Mil-folhas: efeitos colaterais, e só um é oficial
Na monografia europeia da mil-folhas, a seção de efeitos indesejáveis tem uma frase: “Hypersensitivity reactions of the skin have been reported. The frequency is not known.” Reação de pele, frequência desconhecida. É só isso — e a seção seguinte acrescenta que nenhum caso de superdose foi relatado.
A reação de pele é a única com registro regulatório
Que o efeito adverso de uma planta digestiva seja cutâneo parece estranho até se olhar a química. A mil-folhas contém lactonas sesquiterpênicas do grupo dos guaianolídeos, e são elas as sensibilizantes.

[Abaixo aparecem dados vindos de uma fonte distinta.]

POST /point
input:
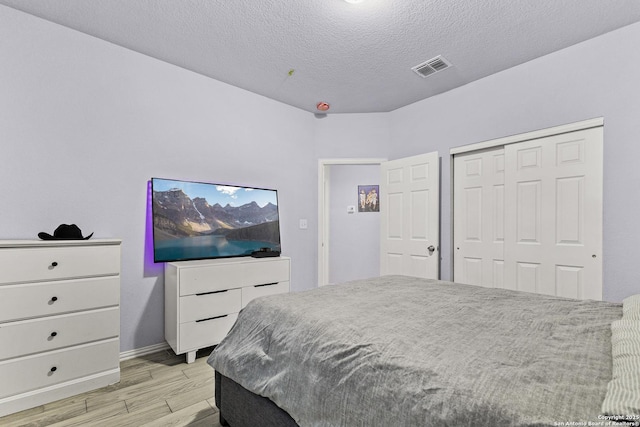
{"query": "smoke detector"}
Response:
(431, 66)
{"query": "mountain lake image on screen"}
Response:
(195, 220)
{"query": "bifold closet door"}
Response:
(553, 234)
(528, 216)
(479, 217)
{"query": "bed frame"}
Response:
(241, 408)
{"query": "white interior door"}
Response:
(479, 217)
(554, 217)
(410, 216)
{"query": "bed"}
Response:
(402, 351)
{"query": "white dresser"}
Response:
(203, 298)
(59, 319)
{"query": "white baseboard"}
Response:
(137, 352)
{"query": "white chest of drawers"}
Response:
(203, 298)
(59, 319)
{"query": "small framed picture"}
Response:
(368, 200)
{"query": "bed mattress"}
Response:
(404, 351)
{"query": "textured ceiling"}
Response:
(356, 57)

O trabalho que identificou os culpados é de 1991 e tem detalhes que valem a pena:
- casos de dermatite de contato alérgica pela espécie estão descritos desde 1899;
- cinco guaianolídeos de caráter peróxido, até então desconhecidos, foram isolados, e o principal deles — batizado de alfa-peroxiaquifolida — se revelou um sensibilizante forte em experimentos com cobaias;
- num seguimento de cinco anos, entre 1985 e 1990, mais de 50% dos pacientes sensíveis a Compositae reagiram quando testados com extrato etéreo de mil-folhas;
- a irradiação com luz ultravioleta nunca exacerbou os locais do teste, o que afasta a fotossensibilização como mecanismo.

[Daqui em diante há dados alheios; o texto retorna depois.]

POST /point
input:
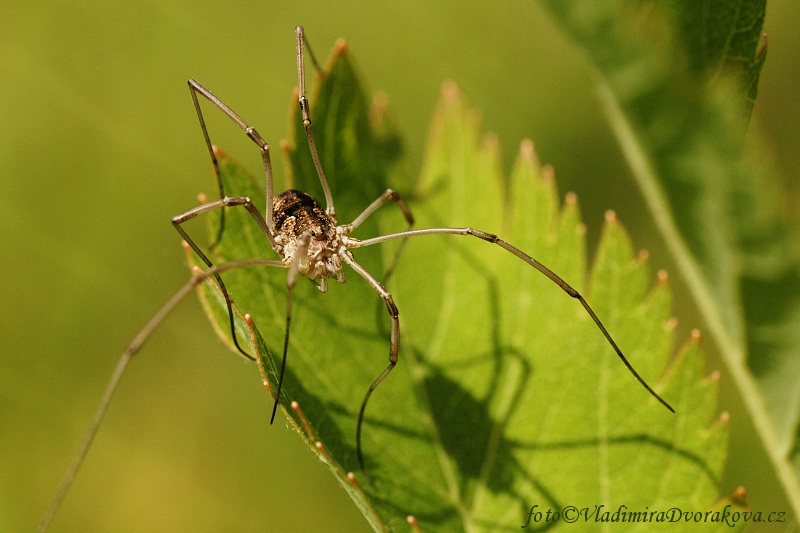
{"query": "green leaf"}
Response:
(675, 80)
(506, 396)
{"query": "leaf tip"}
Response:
(763, 50)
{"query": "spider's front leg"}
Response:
(394, 346)
(228, 201)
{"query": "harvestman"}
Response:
(309, 242)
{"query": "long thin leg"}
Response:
(196, 88)
(555, 278)
(387, 195)
(125, 358)
(228, 201)
(312, 146)
(291, 279)
(394, 347)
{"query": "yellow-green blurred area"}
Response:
(100, 146)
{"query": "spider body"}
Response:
(302, 226)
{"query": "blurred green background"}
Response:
(100, 146)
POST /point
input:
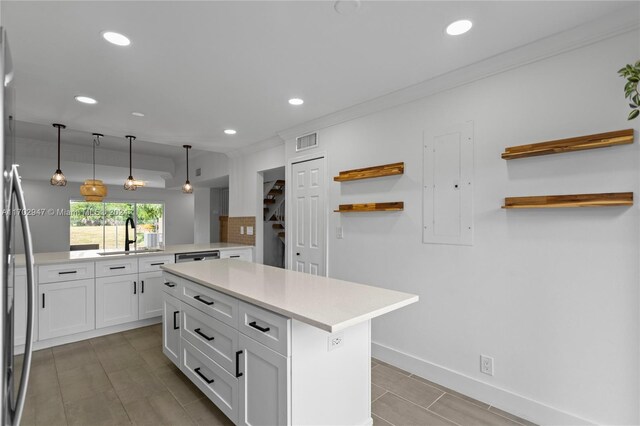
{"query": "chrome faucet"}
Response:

Esse “mais de 50%” é o número mais útil desta página. Ele diz que, para quem já tem alergia conhecida a plantas da família — camomila, arnica, calêndula, girassol —, a chance de reagir à mil-folhas não é teórica: em teste de contato, foi maior que a de não reagir. Por isso a alergia a Asteraceae é contraindicação, e não advertência, nos dois documentos (quem não pode tomar mil-folhas).
O que o texto brasileiro acrescenta, e onde ele situa isso
O Formulário de Fitoterápicos vai além da frase europeia, e a diferença é de conteúdo:
“O uso acima das doses recomendadas pode causar cefaleia, náusea, vertigem e redução do limiar convulsivo.”
São quatro sintomas — dor de cabeça, náusea, tontura e redução do limiar convulsivo, este último o mais sério da lista. A referência é um formulário brasileiro de chás medicinais de 2017, e não a monografia europeia, que como vimos não registra caso algum de superdose.
Repare na condição que abre a frase: acima das doses recomendadas. Não é uma lista de reações esperadas no uso correto; é o que se atribui ao excesso. Daí a instrução que a monografia repete duas vezes no mesmo parágrafo, “não utilizar em doses acima das recomendadas”, e a razão de a dose ser um dado tão preciso em chá de mil-folhas.
Para uso externo, o texto brasileiro registra ainda relatos de hipersensibilidade dérmica e dermatite de contato — a mesma família de reação da monografia europeia, agora com quatro fontes citadas.
As duas listas, lado a lado
| Monografia europeia (2020) | Formulário brasileiro (FT001) | |
|---|---|---|
| Reação de pele | Sim, frequência desconhecida | Sim, hipersensibilidade dérmica e dermatite de contato |
| Superdose | Nenhum caso relatado | Cefaleia, náusea, vertigem, redução do limiar convulsivo |
| Interações | Nenhuma relatada | Anticoagulantes e anti-hipertensivos proibidos |
| Efeito ao dirigir | Nenhum estudo realizado | Evitar após a tintura, pelo álcool |
A comparação não serve para decidir qual documento está certo — serve para mostrar que a maior parte do que se sabe sobre segurança da mil-folhas é ausência de informação, não presença de tranquilidade. Uma planta sem caso de superdose relatado é, na maioria das vezes, uma planta pouco vigiada, e não uma planta inofensiva. O contraste com uma espécie que tem relatos documentados de anafilaxia está em camomila: efeitos colaterais.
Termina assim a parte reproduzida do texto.